On the replacement side, the context describes Buffalo’s recent pattern of “swings” at veteran edge help—specifically naming Joey Bosa last season and Von Miller in 2022. It also highlights a draft-oriented pivot. Trevor Sikkema of Pro Football Focus produced a mock draft projecting Buffalo would select Texas Tech pass rusher Romello Height, describing him as a quick, finesse-oriented edge rusher the Bills are currently missing. Sikkema cited Height’s 92. 4 PFF pass-rush grade and a 22. 2% pass-rush win rate in 2025 as traits that could reshape Buffalo’s pressure package.
Verified fact: Specific projections in the provided context connect Joey Bosa to the 49ers and raise the Lions as a possible landing spot; Sikkema’s mock draft projects Romello Height to Buffalo with detailed PFF metrics cited. Informed analysis: Taken together, these signals frame Buffalo’s decision as less about whether Joey Bosa can still rush the passer in bursts, and more about cost, scheme direction under new defensive coordinator Jim Leonhard, and the opportunity cost of investing in a veteran versus a draft pick.
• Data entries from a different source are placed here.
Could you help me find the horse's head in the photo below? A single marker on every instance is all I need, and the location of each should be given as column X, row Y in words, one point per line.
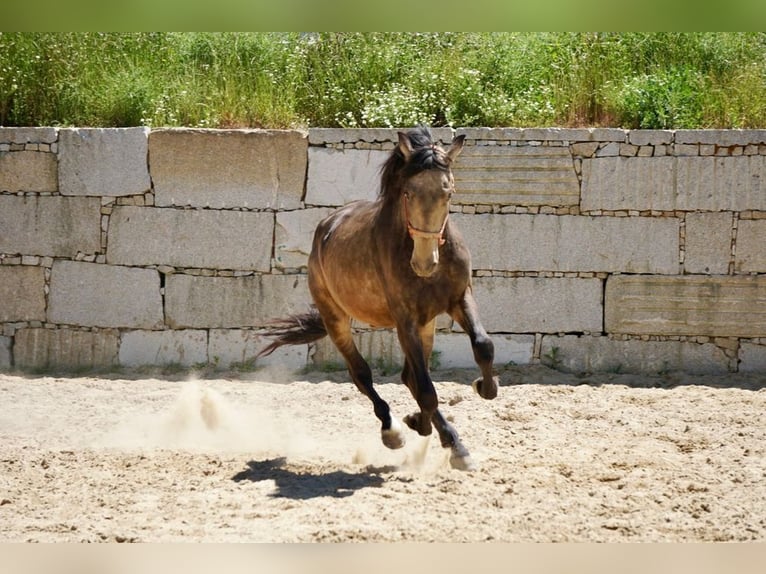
column 427, row 187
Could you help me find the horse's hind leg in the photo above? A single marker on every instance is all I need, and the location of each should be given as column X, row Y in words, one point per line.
column 338, row 327
column 467, row 316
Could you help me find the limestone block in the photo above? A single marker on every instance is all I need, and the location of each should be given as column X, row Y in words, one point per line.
column 233, row 347
column 220, row 302
column 255, row 169
column 337, row 177
column 65, row 348
column 639, row 183
column 209, row 239
column 557, row 134
column 708, row 243
column 185, row 347
column 723, row 138
column 28, row 135
column 103, row 161
column 721, row 183
column 369, row 135
column 518, row 242
column 720, row 306
column 674, row 183
column 91, row 294
column 22, row 293
column 752, row 358
column 454, row 350
column 491, row 134
column 751, row 246
column 600, row 354
column 650, row 137
column 527, row 175
column 5, row 353
column 539, row 305
column 50, row 225
column 294, row 235
column 28, row 171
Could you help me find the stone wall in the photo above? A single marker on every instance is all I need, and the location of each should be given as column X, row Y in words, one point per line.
column 593, row 249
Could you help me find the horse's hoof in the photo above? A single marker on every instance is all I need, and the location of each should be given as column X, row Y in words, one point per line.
column 415, row 422
column 484, row 390
column 462, row 462
column 393, row 437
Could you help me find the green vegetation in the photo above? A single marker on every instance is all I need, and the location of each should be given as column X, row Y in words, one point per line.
column 278, row 80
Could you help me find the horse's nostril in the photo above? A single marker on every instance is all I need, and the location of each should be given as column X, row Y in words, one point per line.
column 423, row 270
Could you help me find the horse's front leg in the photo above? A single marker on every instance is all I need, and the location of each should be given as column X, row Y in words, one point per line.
column 466, row 313
column 428, row 402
As the legal tampering window approaches and free agency begins, the central issue for Buffalo is whether a one-year bet that produced both high-impact takeaways and late-season limitations is worth revisiting at a similar $12. 6 million tier—or whether the organization’s next step is to redirect those resources to younger, scheme-fit options while letting joey bosa test a market already sketching potential exits.